E. Andreou1, A. Vlachou1, A. Psyllou1, M. Saridaki1, A. Fyssa2

1University of Thessaly (GREECE)
2University of Patras (GREECE)
Disabled students are likely to encounter difficulties, specifically due to the experience of living with an impairment in often restrictive educational environments that may complicate their adaptation processes. In light of the above, the current study aims to investigate adjustment difficulties of Greek university disabled students in terms of their social adaptation, attachment to their institution as well as their personal-emotional adaptation to university. 81 disabled students aged 18 to 50 years (M age = 26.16, SD= 7.59, 59.3% (N=48) females) completed the “College Adaptation Questionnaire” (CAQ) and a demographic questionnaire including information about type, perceived visibility, severity and onset of impairment as well as gender, age and educational level.

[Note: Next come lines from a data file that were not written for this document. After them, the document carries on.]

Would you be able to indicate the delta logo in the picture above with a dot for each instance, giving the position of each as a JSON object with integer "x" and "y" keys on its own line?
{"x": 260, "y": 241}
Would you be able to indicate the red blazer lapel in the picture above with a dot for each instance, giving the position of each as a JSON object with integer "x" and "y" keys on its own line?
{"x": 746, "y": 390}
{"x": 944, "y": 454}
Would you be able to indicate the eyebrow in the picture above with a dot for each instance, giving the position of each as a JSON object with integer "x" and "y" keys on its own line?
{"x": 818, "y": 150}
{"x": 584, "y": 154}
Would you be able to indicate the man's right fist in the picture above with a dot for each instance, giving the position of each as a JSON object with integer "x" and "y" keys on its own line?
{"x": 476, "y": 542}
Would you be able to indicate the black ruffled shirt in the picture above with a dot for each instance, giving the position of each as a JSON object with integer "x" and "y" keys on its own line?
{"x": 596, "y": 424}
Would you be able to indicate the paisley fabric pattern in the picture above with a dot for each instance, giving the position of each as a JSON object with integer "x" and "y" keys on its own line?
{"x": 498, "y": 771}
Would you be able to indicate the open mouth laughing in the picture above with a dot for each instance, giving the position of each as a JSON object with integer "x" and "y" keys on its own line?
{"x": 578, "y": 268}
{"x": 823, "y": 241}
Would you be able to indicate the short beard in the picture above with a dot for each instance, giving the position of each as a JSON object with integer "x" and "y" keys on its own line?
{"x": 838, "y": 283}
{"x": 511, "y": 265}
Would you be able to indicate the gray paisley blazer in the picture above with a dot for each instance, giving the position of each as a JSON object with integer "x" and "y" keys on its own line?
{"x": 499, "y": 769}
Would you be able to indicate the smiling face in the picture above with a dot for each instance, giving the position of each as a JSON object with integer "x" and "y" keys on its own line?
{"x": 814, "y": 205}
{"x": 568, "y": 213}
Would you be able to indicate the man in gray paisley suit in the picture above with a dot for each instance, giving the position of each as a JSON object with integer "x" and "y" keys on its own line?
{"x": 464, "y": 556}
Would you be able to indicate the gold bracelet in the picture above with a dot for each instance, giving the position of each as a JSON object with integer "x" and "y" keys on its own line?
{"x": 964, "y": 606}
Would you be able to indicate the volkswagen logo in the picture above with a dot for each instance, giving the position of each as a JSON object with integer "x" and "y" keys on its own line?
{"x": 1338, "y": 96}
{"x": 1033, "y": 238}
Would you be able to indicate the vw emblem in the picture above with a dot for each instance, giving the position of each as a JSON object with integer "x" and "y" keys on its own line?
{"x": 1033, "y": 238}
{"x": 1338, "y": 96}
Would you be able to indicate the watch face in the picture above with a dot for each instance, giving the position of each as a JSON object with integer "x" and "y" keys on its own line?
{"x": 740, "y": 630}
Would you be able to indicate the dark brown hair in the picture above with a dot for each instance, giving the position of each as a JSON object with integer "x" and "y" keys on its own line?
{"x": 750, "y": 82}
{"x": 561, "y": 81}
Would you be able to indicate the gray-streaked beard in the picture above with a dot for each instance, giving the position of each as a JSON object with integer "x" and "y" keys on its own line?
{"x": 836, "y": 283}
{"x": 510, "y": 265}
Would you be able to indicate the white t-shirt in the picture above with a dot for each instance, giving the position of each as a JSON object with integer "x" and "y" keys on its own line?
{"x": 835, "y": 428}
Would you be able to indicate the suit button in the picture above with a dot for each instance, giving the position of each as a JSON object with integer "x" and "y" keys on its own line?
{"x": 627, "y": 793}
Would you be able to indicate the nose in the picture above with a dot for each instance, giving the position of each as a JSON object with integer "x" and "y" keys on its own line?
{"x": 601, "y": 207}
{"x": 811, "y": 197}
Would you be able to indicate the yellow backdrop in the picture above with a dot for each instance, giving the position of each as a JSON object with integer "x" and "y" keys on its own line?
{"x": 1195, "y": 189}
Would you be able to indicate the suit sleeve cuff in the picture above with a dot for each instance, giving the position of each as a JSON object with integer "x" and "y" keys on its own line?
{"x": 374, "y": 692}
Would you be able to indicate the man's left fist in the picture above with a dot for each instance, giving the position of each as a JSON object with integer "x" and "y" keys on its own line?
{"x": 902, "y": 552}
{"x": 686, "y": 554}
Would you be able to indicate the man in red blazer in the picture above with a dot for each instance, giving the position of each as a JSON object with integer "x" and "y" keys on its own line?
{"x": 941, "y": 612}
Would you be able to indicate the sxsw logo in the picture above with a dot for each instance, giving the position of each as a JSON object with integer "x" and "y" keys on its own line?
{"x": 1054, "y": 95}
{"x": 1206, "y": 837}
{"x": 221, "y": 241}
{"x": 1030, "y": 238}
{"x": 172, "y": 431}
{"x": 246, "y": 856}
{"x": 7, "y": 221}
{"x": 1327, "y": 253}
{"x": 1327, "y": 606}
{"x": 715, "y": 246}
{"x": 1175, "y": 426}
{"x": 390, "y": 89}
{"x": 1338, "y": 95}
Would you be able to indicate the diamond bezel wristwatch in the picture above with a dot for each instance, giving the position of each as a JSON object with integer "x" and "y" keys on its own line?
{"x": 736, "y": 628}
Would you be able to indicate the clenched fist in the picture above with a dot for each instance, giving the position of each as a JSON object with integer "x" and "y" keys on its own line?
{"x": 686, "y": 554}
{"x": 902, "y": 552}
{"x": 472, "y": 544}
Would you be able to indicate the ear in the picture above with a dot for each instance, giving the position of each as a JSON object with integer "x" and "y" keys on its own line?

A series of GLM approaches was conducted in order to examine the effect of the impairment features (i.e. type, visibility, severity and onset of impairment) and control variables (age and educational level) on CAQ scores (i.e. mean social adaptation, attachment to their institution and personal-emotional adaptation to university).

Results showed a significant main effect of impairment onset on students’ social adaptation, and no other main effects on any of the other CAQ subscales. Additionally, a three-way statistically significant effect was observed for type of impairment, perceived visibility and severity of impairment only for social adaptation. These results are consistent with previous research findings addressing the issue of social adaptation to university for disabled students. More research, however, is clearly needed in exploring the complexity of adaptation processes that disabled students experience in university life taking into consideration other socio-cultural factors as well.